One of the salient provisions of the law is making reprocessing of job orders for overseas Filipino workers an illegal act.
The law expanded the scope of illegal recruitment, which now includes reprocessing workers through a job order that pertains to non-existent work, unlike the actual overseas employment or work with a different employer whether registered or not with the Philippine Overseas Employment Administration (POEA).
The amended law provides a penalty of imprisonment of from 12 to 20 years and a fine of at least P1 million to P2 million for violators.
Under the law, the government is mandated to monitor international conventions and ratify those that ensure protection of Filipino workers abroad as well as forge bilateral pacts with host countries.
Members of the governing board of the Philippine Overseas Employment Administration (POEA) are also now made accountable in the deployment of migrant workers based on RA 10022.
State officials who facilitate the deployment of OFWs to countries that do not guarantee or follow international labor standards face dismissal from public service or disqualification from government appointments for five years.

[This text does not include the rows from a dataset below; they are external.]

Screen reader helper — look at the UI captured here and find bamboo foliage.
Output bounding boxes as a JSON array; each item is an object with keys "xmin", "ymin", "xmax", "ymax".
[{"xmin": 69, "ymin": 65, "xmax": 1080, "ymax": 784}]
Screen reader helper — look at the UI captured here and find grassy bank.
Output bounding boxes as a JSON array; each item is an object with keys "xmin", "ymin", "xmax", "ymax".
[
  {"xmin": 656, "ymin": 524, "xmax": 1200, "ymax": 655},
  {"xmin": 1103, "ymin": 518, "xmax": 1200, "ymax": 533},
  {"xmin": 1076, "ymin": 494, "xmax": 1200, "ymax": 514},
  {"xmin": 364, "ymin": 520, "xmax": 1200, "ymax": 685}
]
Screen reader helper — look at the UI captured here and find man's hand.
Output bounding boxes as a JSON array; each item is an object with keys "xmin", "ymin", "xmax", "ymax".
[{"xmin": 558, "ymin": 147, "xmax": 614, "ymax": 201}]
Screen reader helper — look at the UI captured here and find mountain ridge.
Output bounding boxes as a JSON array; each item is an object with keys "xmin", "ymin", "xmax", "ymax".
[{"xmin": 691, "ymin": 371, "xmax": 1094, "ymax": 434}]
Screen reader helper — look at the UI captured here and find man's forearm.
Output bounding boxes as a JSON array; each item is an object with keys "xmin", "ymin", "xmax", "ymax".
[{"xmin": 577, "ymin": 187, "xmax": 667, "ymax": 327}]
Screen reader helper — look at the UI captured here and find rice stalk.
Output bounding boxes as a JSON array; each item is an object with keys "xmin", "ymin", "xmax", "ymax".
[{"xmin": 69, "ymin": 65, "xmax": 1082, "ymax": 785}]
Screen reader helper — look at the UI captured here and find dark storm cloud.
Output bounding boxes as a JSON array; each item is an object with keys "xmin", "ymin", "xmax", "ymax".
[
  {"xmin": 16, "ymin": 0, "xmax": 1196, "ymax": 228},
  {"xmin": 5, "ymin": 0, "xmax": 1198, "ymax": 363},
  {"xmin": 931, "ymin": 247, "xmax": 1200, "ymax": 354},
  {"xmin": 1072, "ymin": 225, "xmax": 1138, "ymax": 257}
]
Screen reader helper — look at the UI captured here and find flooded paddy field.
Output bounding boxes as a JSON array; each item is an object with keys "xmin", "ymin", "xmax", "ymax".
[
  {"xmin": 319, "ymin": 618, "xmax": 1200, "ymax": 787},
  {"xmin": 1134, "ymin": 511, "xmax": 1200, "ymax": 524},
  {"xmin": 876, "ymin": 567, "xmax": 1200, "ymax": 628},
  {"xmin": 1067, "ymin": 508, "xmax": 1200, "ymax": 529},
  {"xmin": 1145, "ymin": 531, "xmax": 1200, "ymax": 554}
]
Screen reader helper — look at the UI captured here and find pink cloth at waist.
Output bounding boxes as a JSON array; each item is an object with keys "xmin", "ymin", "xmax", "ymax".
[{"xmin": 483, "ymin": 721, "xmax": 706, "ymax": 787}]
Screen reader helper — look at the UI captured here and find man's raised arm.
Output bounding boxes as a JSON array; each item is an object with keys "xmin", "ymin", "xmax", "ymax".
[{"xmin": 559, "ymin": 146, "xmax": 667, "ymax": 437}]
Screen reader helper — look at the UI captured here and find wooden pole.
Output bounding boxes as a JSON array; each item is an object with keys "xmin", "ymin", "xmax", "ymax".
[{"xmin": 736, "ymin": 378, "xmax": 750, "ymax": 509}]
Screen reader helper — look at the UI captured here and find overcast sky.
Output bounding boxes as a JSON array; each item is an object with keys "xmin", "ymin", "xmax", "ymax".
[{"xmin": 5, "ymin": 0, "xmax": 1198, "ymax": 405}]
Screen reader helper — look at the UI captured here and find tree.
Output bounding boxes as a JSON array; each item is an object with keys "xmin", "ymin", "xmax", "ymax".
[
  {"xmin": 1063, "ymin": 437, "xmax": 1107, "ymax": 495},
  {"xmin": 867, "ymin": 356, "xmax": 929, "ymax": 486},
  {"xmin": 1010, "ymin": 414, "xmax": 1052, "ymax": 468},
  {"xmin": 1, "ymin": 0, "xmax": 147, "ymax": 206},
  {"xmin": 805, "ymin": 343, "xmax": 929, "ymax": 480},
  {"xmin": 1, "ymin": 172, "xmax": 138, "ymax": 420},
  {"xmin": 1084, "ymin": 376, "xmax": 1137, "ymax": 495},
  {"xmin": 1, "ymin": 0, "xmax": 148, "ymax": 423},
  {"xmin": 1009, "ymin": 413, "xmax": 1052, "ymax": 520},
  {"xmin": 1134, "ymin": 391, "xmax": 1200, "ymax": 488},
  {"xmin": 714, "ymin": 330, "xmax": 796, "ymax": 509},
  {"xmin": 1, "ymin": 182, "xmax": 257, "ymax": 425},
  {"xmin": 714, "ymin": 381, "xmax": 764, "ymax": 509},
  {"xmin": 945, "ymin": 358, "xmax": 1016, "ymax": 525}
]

Some migrant workers' groups have opposed the amendments to the RA 8042, particularly the compulsory worker’s insurance coverage. They claim the provision would only benefit less than half of the deployed Filipino workers overseas since it covers only those who went through a recruitment agency.
The original law on migrant workers protection, Republic Act 8042, was signed in 1995 following public outrage over the execution of a Filipina worker in Singapore.